Is Tech Investment Taking Away Retail Jobs?

Retail jobs have fallen in the third quarter of 2017

Retail jobs have fallen in the third quarter of 2017, compared with the same period last year, according to figures from the British Retail Consortium (BRC).

The study found that working hours in retail fell by 4.2% in the third quarter year on year, and reductions in hours were seen in both full-time and part-time contracts – the fastest rate of decline since BRC began monitoring these figures in 2008.

Chief executive at BRC, Helen Dickinson, said this was due to an increase in technology adoption in the retail space. 

She said: “The pace of job reductions in the retail industry is gathering steam,” she said. “The three months to September saw the sharpest year-on-year drop in hours and employment since the monitor started in 2008. Behind this shrinking of the workforce is both a technological revolution in retail, which is reducing demand for labour, and government policy, which is driving up the cost of employment.”
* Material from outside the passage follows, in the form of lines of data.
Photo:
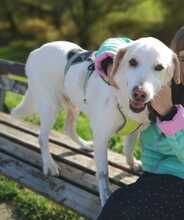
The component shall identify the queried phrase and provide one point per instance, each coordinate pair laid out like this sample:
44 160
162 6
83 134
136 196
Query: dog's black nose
138 94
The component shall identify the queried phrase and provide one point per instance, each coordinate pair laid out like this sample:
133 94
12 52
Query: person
159 193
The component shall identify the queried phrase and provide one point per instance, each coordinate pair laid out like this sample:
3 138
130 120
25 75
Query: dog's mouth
137 106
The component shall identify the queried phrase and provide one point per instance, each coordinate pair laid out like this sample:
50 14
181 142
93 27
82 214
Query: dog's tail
26 107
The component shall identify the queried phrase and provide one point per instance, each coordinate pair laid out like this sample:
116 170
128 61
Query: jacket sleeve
174 130
174 125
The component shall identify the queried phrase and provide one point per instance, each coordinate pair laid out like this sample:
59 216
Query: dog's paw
51 168
86 146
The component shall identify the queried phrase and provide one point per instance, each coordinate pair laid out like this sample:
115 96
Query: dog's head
141 69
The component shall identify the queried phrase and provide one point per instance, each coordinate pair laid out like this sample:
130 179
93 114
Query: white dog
138 73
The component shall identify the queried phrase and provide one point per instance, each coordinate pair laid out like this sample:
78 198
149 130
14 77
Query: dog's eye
133 62
159 67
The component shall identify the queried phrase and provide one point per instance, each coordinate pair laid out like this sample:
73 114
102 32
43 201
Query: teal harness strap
70 62
90 69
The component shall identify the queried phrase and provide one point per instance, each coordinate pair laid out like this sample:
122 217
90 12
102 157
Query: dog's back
45 71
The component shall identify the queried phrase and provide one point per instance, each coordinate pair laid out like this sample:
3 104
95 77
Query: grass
29 205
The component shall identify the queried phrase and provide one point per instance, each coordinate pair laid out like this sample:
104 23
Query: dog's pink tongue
136 104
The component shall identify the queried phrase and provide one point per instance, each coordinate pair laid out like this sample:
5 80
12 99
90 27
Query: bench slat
59 191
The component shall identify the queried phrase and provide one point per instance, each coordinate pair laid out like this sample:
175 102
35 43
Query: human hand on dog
162 102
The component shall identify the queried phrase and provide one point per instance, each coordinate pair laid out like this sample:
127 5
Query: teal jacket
163 146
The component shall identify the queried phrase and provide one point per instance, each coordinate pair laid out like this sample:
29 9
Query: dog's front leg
102 167
128 150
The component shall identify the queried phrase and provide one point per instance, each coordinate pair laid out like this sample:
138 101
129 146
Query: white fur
48 90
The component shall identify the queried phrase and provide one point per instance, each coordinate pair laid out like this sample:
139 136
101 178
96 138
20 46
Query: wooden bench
20 160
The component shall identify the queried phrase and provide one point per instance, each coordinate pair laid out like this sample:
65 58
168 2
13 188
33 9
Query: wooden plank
61 154
115 159
2 93
58 190
10 67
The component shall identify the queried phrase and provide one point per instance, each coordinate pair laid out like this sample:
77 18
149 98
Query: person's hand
162 102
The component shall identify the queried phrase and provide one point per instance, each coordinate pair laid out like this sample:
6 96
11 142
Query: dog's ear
177 74
117 59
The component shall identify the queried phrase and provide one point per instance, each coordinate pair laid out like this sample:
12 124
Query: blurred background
26 24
Advanced digital technologies are becoming more integrated into the retail workplace, not only reducing the need for retail workers, but also requiring retailers to teach their employees new skills to ensure the store’s tech has value.   
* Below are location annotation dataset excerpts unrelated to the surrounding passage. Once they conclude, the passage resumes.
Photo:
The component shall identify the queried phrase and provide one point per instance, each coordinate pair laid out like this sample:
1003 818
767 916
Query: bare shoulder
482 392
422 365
Dickinson added: “The challenge for retailers will be in maintaining the pace of productivity improvement as they come up against shortages of the skills needed for a new, digital-dependent industry,”
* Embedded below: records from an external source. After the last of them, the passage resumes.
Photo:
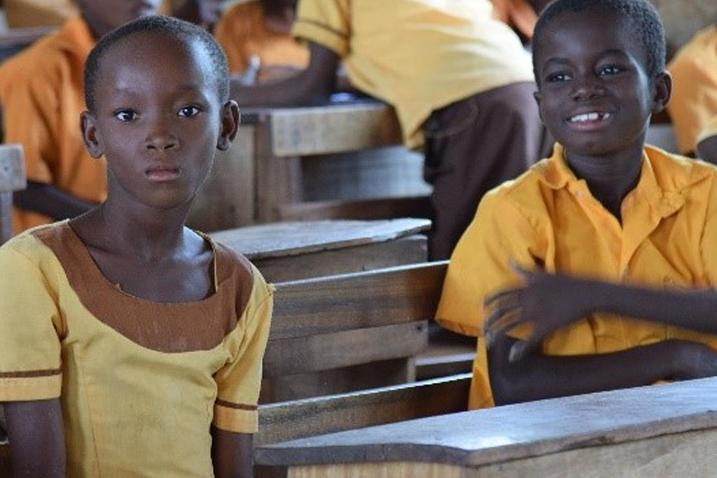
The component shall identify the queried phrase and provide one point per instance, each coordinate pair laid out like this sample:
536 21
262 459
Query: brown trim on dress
31 373
329 29
159 326
236 406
Despite falling, retail employment BRC found more stores are opening, with convenience shopping boosting the number of stores in the UK by 2.4% in the third quarter.

The shift in consumer behaviour results from higher consumer expectation driven by disruptive shopping platforms.

This is leading to a number of retailers to implement in-store and online technologies to cater to the new way customers are shopping, including self-checkouts and digital kiosks.